First, I wanted more time to get to know the crew and more descriptions of the characters because Hough’s sci-fi series isn’t one where Whiteness reigns supreme even in the distant future so we have diverse characters on screen just… maybe not described as well as I’d like them to be. Which is clearly Hough’s style, and, isn’t likely to change four books into the series. But Gloria Tsandi is on the cover of Escape Velocity and I mean… That cover has me all kinds of hopeful.
Second, I just wish that we had more time to spend with the characters in this book. And I get that I feel like this because we’re four books in and most of these characters were introduced way before this one so I’m coming to this series at a late point. If I go back and read the previous books (which I’m planning to do when I get the chance) and keep up with the series after Escape Velocity comes out next week, I’m hopeful I’ll get all of the glorious character development I want.

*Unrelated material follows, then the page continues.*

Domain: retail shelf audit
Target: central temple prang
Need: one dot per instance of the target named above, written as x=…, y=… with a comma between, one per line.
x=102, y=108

Taking place over three days amidst danger from aliens, hostile humans, and maybe from their sentient space ship (look, I’m working on trusting her, okay?), Injection Burn is a rollercoaster read that managed to grab my attention and keep it despite my late arrival to the series.
If you’re a fan of fast-paced, intense sci-fi (or you, like me, can’t get enough of the Mass Effect series), check out Jason M. Hough’s Injection Burn, the first book in the Dire Earth duology (and technically/sort of the fourth book in the Dire Earth Cycle).